With characteristic scorn of physical disability, Feminism contemns old age as disease or degeneracy—a weakness to be combated with latter-day strenuousness, cloaked by a counterfeit youthfulness, forced exertions (even games!) simulated youthful zests and gaieties.
Beyond all things, women are exhorted not to allow themselves to "grow old" as their grandmothers did, sitting, comely and tranquil and wise, at their quiet firesides.
Yet the truth is, Age is a natural beautiful phase; in its way, as natural, as healthful and as beautiful as are any of the younger seasons. Calm and stately as the snows of Nature's winter, as Nature's winter shows us, old age does not presage death—because there is no Death. That we call Death is but a temporary Recession from the Outer and Terrestrial to the Inner and Celestial zone of Being. And with the vital quietude and longer-sightedness of eyes, come spiritual quickening and longer-sightedness of mental view. So that both eyes and mind perceive The Outer more and more obscurely, focusing more and more on The Remote. The stream of life runs stilly for the reason that it runs more deep; centring again to that Within and Spiritual, whence it issued in Birth, and will issue again in re-Birth.

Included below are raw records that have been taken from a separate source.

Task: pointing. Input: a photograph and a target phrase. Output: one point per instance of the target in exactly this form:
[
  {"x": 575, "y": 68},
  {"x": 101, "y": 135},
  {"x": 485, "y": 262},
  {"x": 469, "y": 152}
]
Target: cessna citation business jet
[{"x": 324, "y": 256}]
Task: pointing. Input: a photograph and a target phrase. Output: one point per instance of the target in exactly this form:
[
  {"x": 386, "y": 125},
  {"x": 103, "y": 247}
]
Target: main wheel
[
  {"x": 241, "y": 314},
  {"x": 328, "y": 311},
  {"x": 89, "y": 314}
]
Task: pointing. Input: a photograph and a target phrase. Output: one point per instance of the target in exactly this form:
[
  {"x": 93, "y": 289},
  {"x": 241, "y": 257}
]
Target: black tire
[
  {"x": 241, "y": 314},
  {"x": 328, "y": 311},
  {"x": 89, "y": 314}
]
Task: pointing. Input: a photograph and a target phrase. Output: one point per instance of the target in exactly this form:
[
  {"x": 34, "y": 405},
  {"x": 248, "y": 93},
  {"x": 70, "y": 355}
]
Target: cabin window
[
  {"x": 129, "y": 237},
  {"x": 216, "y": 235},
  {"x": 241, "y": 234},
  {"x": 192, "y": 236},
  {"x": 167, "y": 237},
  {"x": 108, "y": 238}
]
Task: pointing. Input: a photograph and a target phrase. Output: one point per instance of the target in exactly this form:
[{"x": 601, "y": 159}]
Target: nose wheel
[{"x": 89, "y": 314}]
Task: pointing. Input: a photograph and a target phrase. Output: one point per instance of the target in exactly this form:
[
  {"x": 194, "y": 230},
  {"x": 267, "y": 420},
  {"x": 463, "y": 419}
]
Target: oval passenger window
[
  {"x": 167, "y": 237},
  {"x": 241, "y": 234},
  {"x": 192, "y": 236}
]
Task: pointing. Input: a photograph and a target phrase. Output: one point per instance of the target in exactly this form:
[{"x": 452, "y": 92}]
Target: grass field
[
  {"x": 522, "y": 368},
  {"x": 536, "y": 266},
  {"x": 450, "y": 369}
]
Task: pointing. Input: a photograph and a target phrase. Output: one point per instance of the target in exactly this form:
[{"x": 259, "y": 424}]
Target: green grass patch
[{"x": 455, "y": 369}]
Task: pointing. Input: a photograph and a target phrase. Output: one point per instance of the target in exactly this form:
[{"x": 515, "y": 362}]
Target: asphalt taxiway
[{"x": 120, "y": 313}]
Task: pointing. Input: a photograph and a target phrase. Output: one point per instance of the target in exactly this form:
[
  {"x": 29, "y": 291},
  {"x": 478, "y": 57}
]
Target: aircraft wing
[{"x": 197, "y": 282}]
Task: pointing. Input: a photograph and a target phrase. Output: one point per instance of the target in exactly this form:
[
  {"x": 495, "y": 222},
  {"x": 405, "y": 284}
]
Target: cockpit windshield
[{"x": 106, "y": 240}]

Compare such serene-faced, dignified age, cause to all of reverence and tenderness, for the mystery and pathos of its wise and tranquil resignation—Compare such with the restless, harried, malcontent old age of modern counsels!
IX
Before the advent of that admirable institution, the Eugenics Education Society, for the establishment of a new Science of Heredity, as, too, of a new propaganda of Race-Culture, vital and illuminating data, not only of supreme scientific interest but, moreover, of the greatest practical significance, passed, for the most part, unnoted.
I venture to believe, however, that Eugenic propaganda has been too much in the direction of eliminating defect from the Race by prohibiting marriage to the so-called "Unfit." Whereas the true way of Racial health, of normality and excellence, is, surely, to eliminate from life the many conditions, material, economic, and personal, which make for Unfitness—which preclude, indeed, the survival of little save Unfitness.
For since we are not in the secret of Nature's aims, and are wholly in the dark as to the human type for which she is aiming, to prohibit parenthood to any but the flagrantly abnormal, the insane and imbecile, the epileptic and the hopelessly-diseased, might be to quench the evolution of such higher Fitness as we are not qualified to foresee. That which shows like disability in one age may be the incipient ability of a later. In cruder, primitive days, when standards of Fitness were physical strength, rapacity and cunning, honesty and mercy, and more delicate organisation of body—the starting-points of new routes of evolutionary development—would have been condemned as worthy only of extermination.
In sickly and declining stock there may exist, moreover, an ebbing vein of rare faculty, which, re-vitalised by a due potential of maternal re-creative power, might come to throb with genius.
Realising all the factors—the innumerable lives, the incalculable personal traits, endeavours and experiences, that have gone to make the Individualism of any strain of stock, and realising that just these factors of Individualism can have occurred in one line only of human ascent and can never be repeated, it becomes clear that summarily to extinguish any human strain, by arbitrary prohibition, would be to exterminate a unique branch of the great Life-tree, and thereby to deprive the Race of a specialised route of further ascent; a route which no other stock could supply.